All told, this hoist cost me about $270, compared to the Harken
Hoister cost of $200. My solution will hoist an additional 100 lbs at
least. Of that $270, $32 was on the winch, and $115 on the three
Ronstan blocks I needed.
qty | item | supplier | safe working load, lbs | breaking load, lbs |
2 |
Seadog stainless flush-pin D-shackle | Fisheries Supply | | 3300 |
100' |
1/4" poly rope | Home Depot | 95 | |
2 |
10' cam buckle tie down | Home Depot | 400 | 1200 |
1 |
Ronstan RF30302 30mm triple block | Fisheries Supply | 1100 | 2420 |
1 |
Ronstan RF30312 30mm triple block & becket | Fisheries Supply | 1100 | 2420 |
1 |
Ronstan RF30286 30mm single linked blocks | Fisheries Supply | 660 | 1650 |
50' |
3/16" XLS Yacht Braid (white) | Fisheries Supply | | 2200 |
1 |
Fulton T600 trailer winch | West Marine | 600 | |
4 |
1 1/2" awning pulley | Home Depot | 110 | |
4 |
1/4" eye bolt (to hang pulleys) | Home Depot | 90 | |
|
1/4" fender washers, 1/4" nuts | Home Depot | | |
1 |
1/2" eye bolt (attaches to wall) | Home Depot | 400 | |
|
1/2" fender washer | Home Depot | | |
18+ |
3" x 1/4" lag screws, 1/4" washers | Home Depot | | |
1 |
5" nylon cleat | West Marine | | |
I stress
tested the 1 1/2" awning pulleys with 1/4" eye bolt assembly (and
the 1/4" poly rope) by hanging 180 lbs on them (my weight). Nothing
broke (or even creaked), so everything seemed to be within breaking
limits.
Making the chainplate blocks
posted 2004 Dec 3
The deck plan says the centre hole for the chainplate blocks should
be 91" aft (measured from station 0 - you can use bulkhead
positions to find this location), and 29" out from centreline,
port & starboard. I put a post in the trunk and then used a
carpenter's square with a wood extension to find 29" out. Initially I
used the same 2x6 to find centre as I did to check for vertical - but
I found that the 2x6 has a slight cup, and so the square wouldn't sit
quite square on the post. This lead to a noticable (1") difference in
the position of the holes on the hull, relative to the bulkheads and
edge. I switched to a piece of solid cedar I had lying
around (which is flat) and the measurements got much more agreeable.

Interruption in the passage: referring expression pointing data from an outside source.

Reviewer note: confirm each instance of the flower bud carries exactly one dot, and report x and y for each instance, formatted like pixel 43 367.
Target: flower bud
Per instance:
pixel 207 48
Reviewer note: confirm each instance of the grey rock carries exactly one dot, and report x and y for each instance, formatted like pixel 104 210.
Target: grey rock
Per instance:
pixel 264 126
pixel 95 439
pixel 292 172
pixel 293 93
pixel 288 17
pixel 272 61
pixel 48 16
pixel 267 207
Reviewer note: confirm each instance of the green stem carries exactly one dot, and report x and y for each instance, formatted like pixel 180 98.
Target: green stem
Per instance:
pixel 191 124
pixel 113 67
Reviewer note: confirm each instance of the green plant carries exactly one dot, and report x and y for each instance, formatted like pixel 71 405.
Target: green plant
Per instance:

I also switched from a piece of strip as the extension to a piece of
metal strip - the metal is thinner and straighter. Be sure when you
do this to measure the 29" out from the actual centre - the far edge
of the post is a bit past the centre, and so an adjustment is
required.
I also wanted to ensure that the drill guides I have would drill
vertically, since I'm drilling a 1/4" hole in a 1" wide piece of
cedar. They're dead on - the drill guide has been very useful.
So, with a rough idea of where the cedar would go, I transferred the angles to
the 1" thick cedar block, and cut the piece. I then planed the bottom edge down
to the angle of the hull, and checked for fit. The
chainplates are supposed to be parallel to the edge of the hull, and
installed so they are at 90° to the deck (or slightly turned
inwards). I measured everything so they would be slighty turned
inwards, but there's a lot of play in the blocks and a slight turn
causes a lot of difference in the hole position. I cut away the top
edge so it matched up with the top edges of the gunwale, and also put
a slight inwards angle on it with the plane.
I set about cutting the second one as well. I drilled holes in the first
plate (centre hole and the two outer holes), but decided not to on the
second one. The chainplate position is a class measured position, and
I want to try and gain some additional accuracy when I fit the deck -
I'm a little concerned about the cumulative error of all the
measurements from measurements I'm making. Being out 1/4" on the
position of these holes wouldn't be good.